Quantum Chemistry will probably help you understand things in a greater depth (which will be beyond the scope of the MCAT)... and even then, the likelihood of you encountering such passage on MCAT isn't substantially significant enough that it'll make a big difference in your score. Looking ahead to see which courses you should take is good... but don't focus it on what you think will help you on the MCAT and in medical school. Take what you enjoy. Everything you learned in an undergrad course that correlates with a medical school course will probably be covered in a weeks time... after that, the **** hits the fan.
TLDNR:
1) Tutoring a subject will probably be more helpful than taking higher-level courses (combo of both is probably best though).
2) Taking quantum chemistry might not even improve your MCAT by a point because the parts of the MCAT that test on quantum chemistry isn't in as depth and you'll have already had it in gen chem.

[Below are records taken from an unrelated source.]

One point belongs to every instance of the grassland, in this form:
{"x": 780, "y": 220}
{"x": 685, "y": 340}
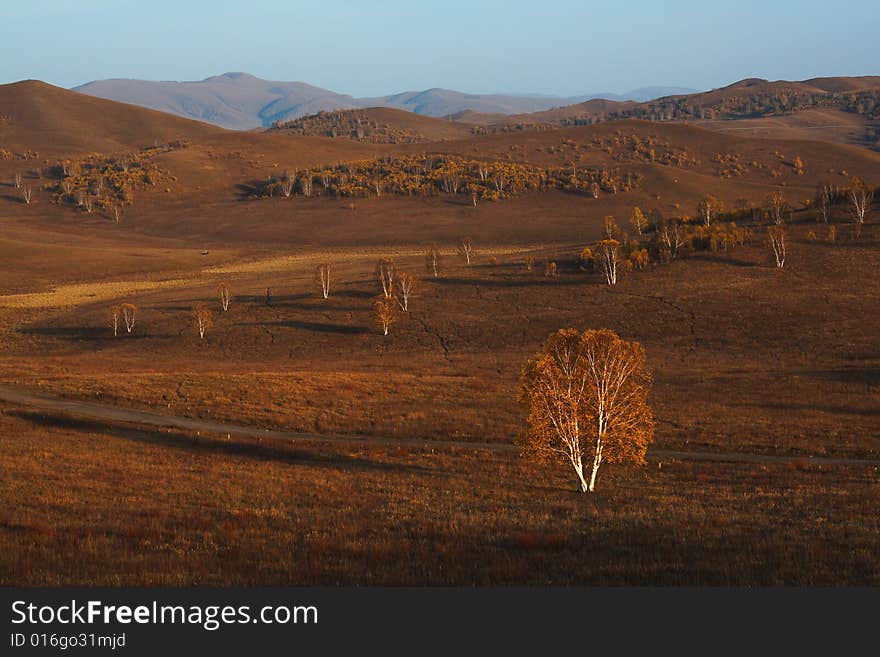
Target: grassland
{"x": 746, "y": 358}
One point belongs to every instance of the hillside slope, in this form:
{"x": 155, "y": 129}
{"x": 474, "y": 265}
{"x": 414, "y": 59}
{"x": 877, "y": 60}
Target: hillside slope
{"x": 232, "y": 100}
{"x": 54, "y": 121}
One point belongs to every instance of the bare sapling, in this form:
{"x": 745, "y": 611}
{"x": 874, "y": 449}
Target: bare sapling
{"x": 777, "y": 240}
{"x": 385, "y": 273}
{"x": 777, "y": 207}
{"x": 322, "y": 277}
{"x": 432, "y": 261}
{"x": 224, "y": 291}
{"x": 406, "y": 284}
{"x": 708, "y": 208}
{"x": 823, "y": 201}
{"x": 129, "y": 314}
{"x": 203, "y": 319}
{"x": 673, "y": 236}
{"x": 384, "y": 313}
{"x": 287, "y": 183}
{"x": 609, "y": 227}
{"x": 586, "y": 402}
{"x": 638, "y": 221}
{"x": 466, "y": 248}
{"x": 859, "y": 199}
{"x": 115, "y": 315}
{"x": 608, "y": 259}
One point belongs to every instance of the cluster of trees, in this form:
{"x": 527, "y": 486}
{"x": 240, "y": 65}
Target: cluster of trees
{"x": 349, "y": 124}
{"x": 585, "y": 397}
{"x": 739, "y": 106}
{"x": 634, "y": 147}
{"x": 107, "y": 182}
{"x": 429, "y": 175}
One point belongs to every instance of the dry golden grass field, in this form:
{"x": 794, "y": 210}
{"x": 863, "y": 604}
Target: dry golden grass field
{"x": 746, "y": 358}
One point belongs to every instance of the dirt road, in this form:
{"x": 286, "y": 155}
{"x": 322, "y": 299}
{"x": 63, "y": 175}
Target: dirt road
{"x": 116, "y": 414}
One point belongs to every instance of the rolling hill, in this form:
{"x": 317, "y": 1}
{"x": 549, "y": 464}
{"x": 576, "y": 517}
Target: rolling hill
{"x": 241, "y": 101}
{"x": 54, "y": 121}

3) Work hard on understanding the material in your freshman level courses instead of trying to conquer everything the summer before.
4) Take courses that genuinely interest you.
5) Medical school is harder that most of your undergrad stuff.
TLDNR TLDNR:
Not much. It's more math/physics with a focus on chemistry. A working knowledge of quantum physics is not required; you'll go over everything you'll need in physical chemistry (deriving hamiltonian, intro to quantum mechanics, etc.) Even then you get a little bit of it in all your chemistry courses (Gen chem, orgo, quant, inorganic, and pchem), just not in as much detail as quantum chemistry.